Abscesses of the Periodontium
A periodontal abscess, a lateral abscess or parietal abscess, is collection of pus located within the periodontium tissues. A periodontal abscess is different from a periapical abscess, which is quite common, as it occurs next to a tooth. A periapical abscess occurs when there is a spread of infection from a dead tooth. Because of this, the term lateral abscess is sometimes used. When compared to a periapical abscess, a periodontal abscess is usually next to a living tooth. Abscesses of the periodontium are considered to be am acute bacterial infection, a classification primarily used due to the location.
Signs & Symptoms
The most common symptom of a periodontal abscess is pain which is brought on suddenly, and worsens when biting down on the impacted tooth. The tooth can also have a sensation of being slightly raised or more prominent. The periodontal abscess can cause the tooth to move, and the lesion can also damage the periodontal ligament and the alveolar bone. The pain experienced by most patients is deep and throbs. In the early stages, the oral mucosa covering the periodontal abscess is red, swollen and painful to the touch. Because the mucosa stretches over the abscess, the surface may appear to be shiny.

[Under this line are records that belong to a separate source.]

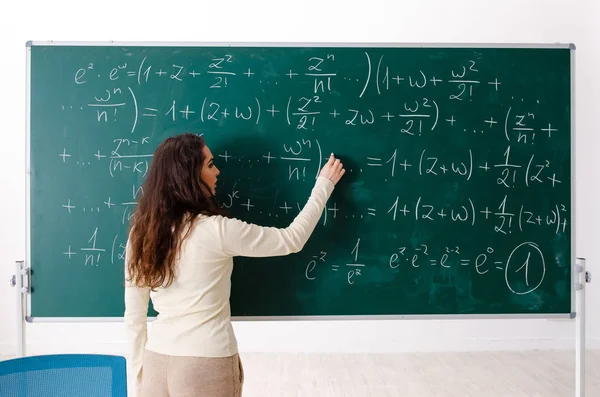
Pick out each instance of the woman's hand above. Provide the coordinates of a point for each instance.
(333, 169)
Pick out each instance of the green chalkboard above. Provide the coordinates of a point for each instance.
(457, 199)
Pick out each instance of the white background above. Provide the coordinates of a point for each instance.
(506, 21)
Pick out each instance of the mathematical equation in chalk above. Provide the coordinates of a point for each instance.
(414, 118)
(227, 71)
(93, 254)
(519, 123)
(306, 156)
(523, 269)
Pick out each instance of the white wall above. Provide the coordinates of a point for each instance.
(308, 20)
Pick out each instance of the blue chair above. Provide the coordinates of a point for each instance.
(64, 375)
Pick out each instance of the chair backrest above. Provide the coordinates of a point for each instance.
(64, 375)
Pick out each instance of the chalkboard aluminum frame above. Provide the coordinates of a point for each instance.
(574, 274)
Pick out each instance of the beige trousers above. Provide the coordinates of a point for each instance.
(174, 376)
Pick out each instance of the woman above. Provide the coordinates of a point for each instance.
(179, 254)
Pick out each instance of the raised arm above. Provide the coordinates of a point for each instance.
(136, 311)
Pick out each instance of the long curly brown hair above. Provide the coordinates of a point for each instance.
(173, 195)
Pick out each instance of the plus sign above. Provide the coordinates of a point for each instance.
(248, 205)
(405, 165)
(491, 122)
(549, 130)
(388, 116)
(69, 253)
(335, 209)
(554, 180)
(487, 212)
(272, 110)
(404, 210)
(286, 207)
(68, 206)
(434, 81)
(186, 112)
(64, 155)
(495, 83)
(269, 157)
(108, 203)
(225, 156)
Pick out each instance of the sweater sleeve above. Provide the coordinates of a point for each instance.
(136, 311)
(239, 238)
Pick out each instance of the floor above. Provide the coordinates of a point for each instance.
(497, 374)
(512, 374)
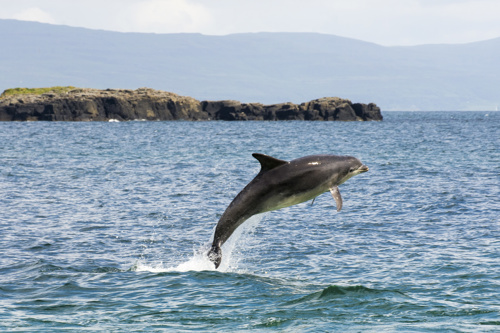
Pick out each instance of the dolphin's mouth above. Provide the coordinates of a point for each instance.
(363, 168)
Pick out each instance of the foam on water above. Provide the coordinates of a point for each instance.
(231, 253)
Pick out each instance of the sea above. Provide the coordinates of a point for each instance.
(104, 227)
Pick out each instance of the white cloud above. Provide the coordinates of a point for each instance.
(34, 14)
(169, 16)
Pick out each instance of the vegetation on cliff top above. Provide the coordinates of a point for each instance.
(35, 91)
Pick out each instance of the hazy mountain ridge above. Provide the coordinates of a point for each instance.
(261, 67)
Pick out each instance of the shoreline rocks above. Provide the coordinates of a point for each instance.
(150, 104)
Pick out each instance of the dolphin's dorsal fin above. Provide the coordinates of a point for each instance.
(267, 162)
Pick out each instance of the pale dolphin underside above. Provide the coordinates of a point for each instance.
(282, 184)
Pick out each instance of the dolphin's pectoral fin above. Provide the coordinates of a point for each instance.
(215, 255)
(268, 162)
(336, 195)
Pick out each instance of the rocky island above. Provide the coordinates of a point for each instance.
(77, 104)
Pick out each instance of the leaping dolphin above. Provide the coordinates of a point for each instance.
(281, 184)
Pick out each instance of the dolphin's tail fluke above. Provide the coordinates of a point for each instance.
(215, 255)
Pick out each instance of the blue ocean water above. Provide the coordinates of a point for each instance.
(103, 228)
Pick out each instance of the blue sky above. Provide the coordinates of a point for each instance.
(385, 22)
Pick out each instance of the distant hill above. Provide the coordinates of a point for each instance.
(255, 67)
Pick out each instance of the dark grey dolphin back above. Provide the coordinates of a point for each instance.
(267, 162)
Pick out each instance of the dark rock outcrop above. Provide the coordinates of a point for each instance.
(149, 104)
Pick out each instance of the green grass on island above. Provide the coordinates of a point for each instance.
(35, 91)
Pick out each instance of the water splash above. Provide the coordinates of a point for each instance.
(232, 253)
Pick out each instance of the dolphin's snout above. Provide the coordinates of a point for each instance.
(363, 168)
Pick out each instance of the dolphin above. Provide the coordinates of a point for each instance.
(281, 184)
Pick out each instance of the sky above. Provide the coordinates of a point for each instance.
(384, 22)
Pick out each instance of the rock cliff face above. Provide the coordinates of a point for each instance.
(149, 104)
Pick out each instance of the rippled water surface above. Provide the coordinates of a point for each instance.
(103, 228)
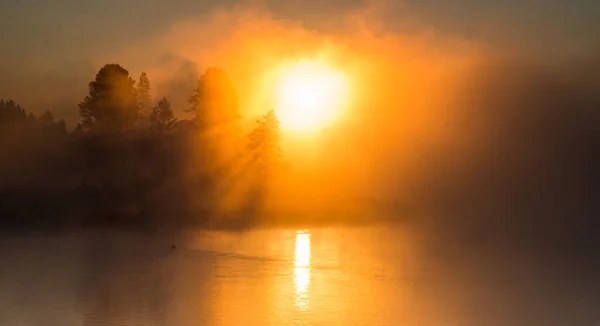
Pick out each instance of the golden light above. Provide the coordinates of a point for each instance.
(311, 95)
(302, 269)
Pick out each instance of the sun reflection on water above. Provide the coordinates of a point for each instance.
(302, 269)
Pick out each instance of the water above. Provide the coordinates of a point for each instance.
(337, 276)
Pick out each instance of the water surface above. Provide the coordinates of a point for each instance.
(334, 276)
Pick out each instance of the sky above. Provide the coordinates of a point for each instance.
(53, 48)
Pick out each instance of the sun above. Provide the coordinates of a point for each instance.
(310, 96)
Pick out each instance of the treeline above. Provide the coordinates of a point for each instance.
(130, 161)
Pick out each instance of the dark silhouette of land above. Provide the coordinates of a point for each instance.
(130, 161)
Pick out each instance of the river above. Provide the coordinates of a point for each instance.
(327, 276)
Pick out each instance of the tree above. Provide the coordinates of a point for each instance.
(144, 98)
(111, 104)
(214, 99)
(265, 142)
(162, 118)
(47, 119)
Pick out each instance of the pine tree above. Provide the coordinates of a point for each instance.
(144, 98)
(265, 142)
(162, 118)
(111, 103)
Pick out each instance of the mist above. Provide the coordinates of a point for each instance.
(442, 122)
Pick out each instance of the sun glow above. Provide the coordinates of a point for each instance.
(310, 96)
(302, 269)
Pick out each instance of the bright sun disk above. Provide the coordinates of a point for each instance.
(310, 96)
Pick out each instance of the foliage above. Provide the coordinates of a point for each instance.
(265, 141)
(111, 104)
(144, 98)
(162, 118)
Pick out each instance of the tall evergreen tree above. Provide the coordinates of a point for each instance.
(265, 141)
(162, 118)
(144, 98)
(111, 104)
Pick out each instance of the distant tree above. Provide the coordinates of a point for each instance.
(11, 112)
(214, 99)
(78, 131)
(31, 118)
(144, 98)
(111, 103)
(162, 118)
(265, 142)
(47, 119)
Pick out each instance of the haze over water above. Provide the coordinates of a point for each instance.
(335, 276)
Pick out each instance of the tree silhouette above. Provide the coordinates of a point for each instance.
(144, 98)
(265, 142)
(162, 118)
(111, 104)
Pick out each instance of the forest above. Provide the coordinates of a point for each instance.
(131, 162)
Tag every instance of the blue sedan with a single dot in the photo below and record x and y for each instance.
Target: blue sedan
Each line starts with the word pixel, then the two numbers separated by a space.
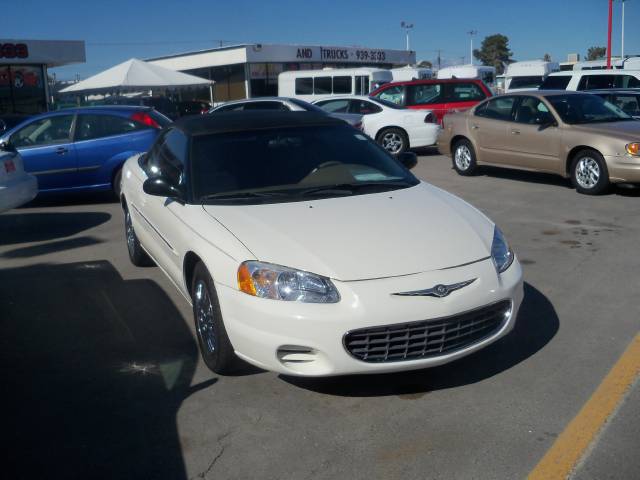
pixel 83 149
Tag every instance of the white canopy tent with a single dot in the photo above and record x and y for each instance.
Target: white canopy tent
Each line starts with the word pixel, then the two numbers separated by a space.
pixel 134 75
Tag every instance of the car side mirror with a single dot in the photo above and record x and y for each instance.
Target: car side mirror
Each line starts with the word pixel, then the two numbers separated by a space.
pixel 408 159
pixel 162 187
pixel 7 146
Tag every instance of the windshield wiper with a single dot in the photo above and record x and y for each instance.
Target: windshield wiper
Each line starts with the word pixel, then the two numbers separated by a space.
pixel 352 188
pixel 241 195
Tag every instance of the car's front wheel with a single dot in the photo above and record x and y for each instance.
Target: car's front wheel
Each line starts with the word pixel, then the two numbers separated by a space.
pixel 589 173
pixel 464 158
pixel 137 255
pixel 215 346
pixel 393 140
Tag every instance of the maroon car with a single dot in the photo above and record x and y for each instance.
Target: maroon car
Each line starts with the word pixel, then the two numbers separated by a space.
pixel 439 96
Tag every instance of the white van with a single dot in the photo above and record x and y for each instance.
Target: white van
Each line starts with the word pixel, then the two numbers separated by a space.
pixel 629 63
pixel 482 72
pixel 529 75
pixel 407 74
pixel 311 85
pixel 592 80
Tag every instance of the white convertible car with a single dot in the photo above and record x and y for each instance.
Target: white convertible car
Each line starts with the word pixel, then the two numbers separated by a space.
pixel 306 249
pixel 394 127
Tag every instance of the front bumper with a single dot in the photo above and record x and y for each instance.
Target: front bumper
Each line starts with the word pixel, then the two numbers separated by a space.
pixel 623 168
pixel 307 339
pixel 18 191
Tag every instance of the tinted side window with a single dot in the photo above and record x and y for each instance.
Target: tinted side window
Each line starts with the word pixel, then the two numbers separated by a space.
pixel 322 85
pixel 499 108
pixel 47 131
pixel 265 106
pixel 590 82
pixel 533 111
pixel 465 92
pixel 362 85
pixel 627 103
pixel 394 94
pixel 169 157
pixel 235 107
pixel 98 126
pixel 363 107
pixel 341 84
pixel 304 86
pixel 334 106
pixel 556 83
pixel 425 94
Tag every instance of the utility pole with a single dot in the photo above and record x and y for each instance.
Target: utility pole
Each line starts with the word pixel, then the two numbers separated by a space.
pixel 407 26
pixel 471 34
pixel 609 35
pixel 622 41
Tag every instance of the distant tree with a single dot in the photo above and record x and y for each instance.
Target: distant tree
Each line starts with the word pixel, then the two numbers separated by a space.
pixel 494 51
pixel 596 53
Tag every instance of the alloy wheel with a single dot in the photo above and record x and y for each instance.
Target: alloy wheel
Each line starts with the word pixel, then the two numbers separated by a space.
pixel 462 157
pixel 392 142
pixel 587 172
pixel 205 323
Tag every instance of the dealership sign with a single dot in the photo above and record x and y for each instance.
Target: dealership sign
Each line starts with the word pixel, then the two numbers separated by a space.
pixel 320 54
pixel 14 50
pixel 52 53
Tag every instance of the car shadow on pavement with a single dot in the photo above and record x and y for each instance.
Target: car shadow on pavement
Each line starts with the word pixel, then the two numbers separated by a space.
pixel 95 369
pixel 24 227
pixel 536 325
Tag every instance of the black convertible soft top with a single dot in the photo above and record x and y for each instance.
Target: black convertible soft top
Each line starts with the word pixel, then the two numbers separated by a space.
pixel 259 120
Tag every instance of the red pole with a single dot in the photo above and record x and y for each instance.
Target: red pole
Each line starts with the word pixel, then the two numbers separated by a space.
pixel 609 35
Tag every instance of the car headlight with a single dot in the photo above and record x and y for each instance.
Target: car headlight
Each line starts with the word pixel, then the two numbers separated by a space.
pixel 501 254
pixel 633 148
pixel 266 280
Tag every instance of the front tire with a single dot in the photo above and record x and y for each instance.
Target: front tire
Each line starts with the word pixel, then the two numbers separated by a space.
pixel 464 158
pixel 215 346
pixel 589 174
pixel 393 140
pixel 116 186
pixel 137 255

Once pus forms, the pressure increases and becomes more painful until the abscess spontaneously drains and relieves the discomfort. When the pus drains, there is often a bad taste and odor in the mouth. The drainage commonly occurs within the periodontal pocket. The local anatomic factors determine the spread of the pus. There may also be a systemic upset, which involves fever and pain.

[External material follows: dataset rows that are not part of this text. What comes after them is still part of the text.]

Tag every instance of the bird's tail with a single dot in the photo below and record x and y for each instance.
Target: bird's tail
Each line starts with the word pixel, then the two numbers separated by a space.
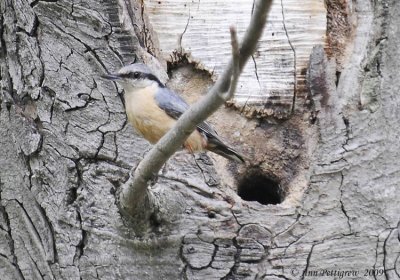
pixel 216 146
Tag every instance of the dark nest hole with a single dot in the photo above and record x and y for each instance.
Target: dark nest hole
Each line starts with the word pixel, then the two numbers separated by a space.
pixel 255 185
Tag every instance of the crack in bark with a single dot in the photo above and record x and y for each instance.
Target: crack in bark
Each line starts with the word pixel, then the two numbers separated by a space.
pixel 294 57
pixel 11 243
pixel 342 203
pixel 236 258
pixel 308 261
pixel 385 254
pixel 183 33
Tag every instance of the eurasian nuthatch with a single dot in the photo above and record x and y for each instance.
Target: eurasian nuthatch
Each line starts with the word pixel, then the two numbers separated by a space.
pixel 153 110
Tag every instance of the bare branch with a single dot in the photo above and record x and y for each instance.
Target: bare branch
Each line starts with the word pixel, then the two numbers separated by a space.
pixel 134 192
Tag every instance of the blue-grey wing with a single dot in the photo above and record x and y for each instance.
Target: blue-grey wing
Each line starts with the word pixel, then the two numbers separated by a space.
pixel 175 106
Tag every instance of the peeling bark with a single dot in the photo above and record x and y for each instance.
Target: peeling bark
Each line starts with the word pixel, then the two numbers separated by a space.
pixel 66 149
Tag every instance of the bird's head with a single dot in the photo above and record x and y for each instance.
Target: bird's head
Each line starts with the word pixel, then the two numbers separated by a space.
pixel 134 76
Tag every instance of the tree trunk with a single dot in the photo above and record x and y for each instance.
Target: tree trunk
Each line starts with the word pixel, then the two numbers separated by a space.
pixel 320 196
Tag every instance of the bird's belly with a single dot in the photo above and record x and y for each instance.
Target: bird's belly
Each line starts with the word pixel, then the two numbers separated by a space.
pixel 152 122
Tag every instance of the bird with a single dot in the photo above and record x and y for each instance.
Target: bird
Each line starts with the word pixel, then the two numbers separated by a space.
pixel 153 109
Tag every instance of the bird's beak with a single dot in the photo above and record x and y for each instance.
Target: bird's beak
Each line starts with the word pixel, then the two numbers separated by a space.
pixel 112 77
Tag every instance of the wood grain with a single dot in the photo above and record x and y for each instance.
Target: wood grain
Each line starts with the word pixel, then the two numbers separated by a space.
pixel 199 30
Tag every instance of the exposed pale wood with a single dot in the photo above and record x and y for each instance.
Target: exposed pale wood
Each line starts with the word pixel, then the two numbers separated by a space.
pixel 199 30
pixel 65 148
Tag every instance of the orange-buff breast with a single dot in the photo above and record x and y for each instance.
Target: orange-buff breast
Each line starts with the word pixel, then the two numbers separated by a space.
pixel 152 122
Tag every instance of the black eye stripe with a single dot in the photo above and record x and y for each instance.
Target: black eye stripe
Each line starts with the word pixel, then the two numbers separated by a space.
pixel 139 75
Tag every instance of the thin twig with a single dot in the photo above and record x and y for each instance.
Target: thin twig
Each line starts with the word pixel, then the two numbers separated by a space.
pixel 134 192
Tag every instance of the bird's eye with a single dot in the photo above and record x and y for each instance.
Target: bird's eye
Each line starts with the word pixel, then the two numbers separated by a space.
pixel 136 75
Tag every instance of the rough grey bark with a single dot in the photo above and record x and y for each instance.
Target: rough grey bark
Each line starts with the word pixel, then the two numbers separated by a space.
pixel 65 148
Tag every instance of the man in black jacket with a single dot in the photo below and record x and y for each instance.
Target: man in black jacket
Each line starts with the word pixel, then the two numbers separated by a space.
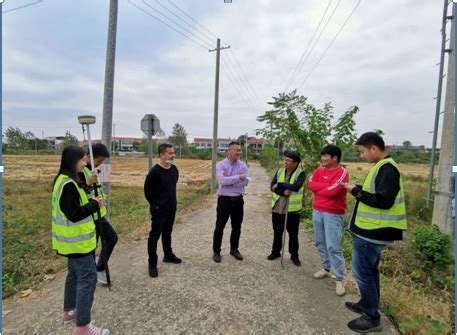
pixel 379 219
pixel 160 191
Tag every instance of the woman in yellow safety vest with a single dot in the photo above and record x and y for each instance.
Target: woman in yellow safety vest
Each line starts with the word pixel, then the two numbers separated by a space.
pixel 73 236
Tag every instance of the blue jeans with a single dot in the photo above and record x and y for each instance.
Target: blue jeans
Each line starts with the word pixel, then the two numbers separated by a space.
pixel 328 233
pixel 110 241
pixel 365 260
pixel 80 287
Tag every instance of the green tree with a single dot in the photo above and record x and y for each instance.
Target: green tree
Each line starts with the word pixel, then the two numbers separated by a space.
pixel 179 135
pixel 69 139
pixel 306 127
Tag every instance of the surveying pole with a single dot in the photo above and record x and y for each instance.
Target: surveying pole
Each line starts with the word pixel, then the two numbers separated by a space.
pixel 443 208
pixel 86 120
pixel 438 104
pixel 216 107
pixel 107 121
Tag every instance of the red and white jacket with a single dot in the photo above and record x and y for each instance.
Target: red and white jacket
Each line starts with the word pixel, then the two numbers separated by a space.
pixel 329 195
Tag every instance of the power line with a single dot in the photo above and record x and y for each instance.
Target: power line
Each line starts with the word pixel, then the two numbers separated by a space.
pixel 239 91
pixel 176 23
pixel 331 43
pixel 245 88
pixel 300 64
pixel 317 40
pixel 190 17
pixel 20 7
pixel 186 22
pixel 245 76
pixel 169 26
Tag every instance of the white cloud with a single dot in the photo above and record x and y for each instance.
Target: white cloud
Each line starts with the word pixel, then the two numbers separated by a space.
pixel 383 61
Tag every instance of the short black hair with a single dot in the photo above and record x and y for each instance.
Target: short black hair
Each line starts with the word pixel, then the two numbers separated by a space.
pixel 332 150
pixel 163 148
pixel 231 144
pixel 371 138
pixel 100 150
pixel 294 155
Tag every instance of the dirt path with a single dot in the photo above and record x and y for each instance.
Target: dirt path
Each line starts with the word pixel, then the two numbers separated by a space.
pixel 200 296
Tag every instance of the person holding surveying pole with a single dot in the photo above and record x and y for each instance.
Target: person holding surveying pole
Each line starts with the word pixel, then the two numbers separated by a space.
pixel 100 153
pixel 73 236
pixel 287 187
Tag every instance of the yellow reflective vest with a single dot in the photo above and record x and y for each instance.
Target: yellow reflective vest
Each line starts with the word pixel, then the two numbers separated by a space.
pixel 296 198
pixel 368 217
pixel 71 237
pixel 88 173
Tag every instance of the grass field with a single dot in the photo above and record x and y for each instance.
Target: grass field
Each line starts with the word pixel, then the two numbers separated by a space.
pixel 27 184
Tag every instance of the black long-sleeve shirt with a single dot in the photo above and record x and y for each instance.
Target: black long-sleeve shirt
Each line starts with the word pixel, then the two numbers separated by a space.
pixel 295 187
pixel 160 189
pixel 387 183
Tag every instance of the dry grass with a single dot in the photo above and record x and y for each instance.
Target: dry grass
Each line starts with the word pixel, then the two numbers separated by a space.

A periodontal abscess often happens as a complication of advanced periodontal disease. Periodontal pockets typically contain bacteria, dental plaque, and subgingival calculus. Periodontal pathogens often make their way into the soft tissues, however, the immune system usually fights off any infection. A periodontal abscess indicates that the normal balance is off. When bacteria invade and multiply within the soft tissue of the periodontal pocket, there is an inflammatory response. A pus-filled abscess forms as a response from the immune system working to prevent the spread of infection.
The opening of the periodontal pocket allows communication with the oral environment. When the periodontal pocket opening is obstructed, however, which is common with deep pockets, plaque and calculus can be easily trapped inside. Food packing, often caused by incompatible contact points with dental restorations, can also act as an obstruction to the periodontal pocket. An abscess can also be caused by incomplete scaling of the periodontal pocket. Following a scaling procedure, the gingival cuff closes tightly around the tooth. This can trap the remaining bacteria in the pocket.

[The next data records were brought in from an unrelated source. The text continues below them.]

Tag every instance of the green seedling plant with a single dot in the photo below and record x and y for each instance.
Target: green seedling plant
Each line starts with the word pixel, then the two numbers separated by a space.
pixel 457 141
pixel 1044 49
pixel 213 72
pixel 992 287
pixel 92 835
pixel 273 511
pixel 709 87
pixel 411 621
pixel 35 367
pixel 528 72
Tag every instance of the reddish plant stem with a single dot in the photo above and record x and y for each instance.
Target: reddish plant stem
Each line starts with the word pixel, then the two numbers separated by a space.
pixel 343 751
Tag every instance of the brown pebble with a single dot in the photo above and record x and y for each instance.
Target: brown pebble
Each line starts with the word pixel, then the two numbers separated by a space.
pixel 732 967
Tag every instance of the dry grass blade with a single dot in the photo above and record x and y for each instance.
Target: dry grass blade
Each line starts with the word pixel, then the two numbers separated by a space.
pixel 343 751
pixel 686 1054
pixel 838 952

A penetrating injury to the gingiva, such as a fish bone, toothpick or other firm object, can allow bacteria to get into the tissues. Other possible causes include trauma to the tissues or excessive pressure from an orthodontic treatment.
Systemic immune problems, such as diabetes, can give patients a predisposition for the formation of a periodontal abscess.
Perforation, which is performed during a root canal, can also cause a periodontal abscess.
While it is challenging to differentiate a periodontal abscesses from a periapical abscesses, it is critical to make the correct diagnosis because of the varying treatment plans.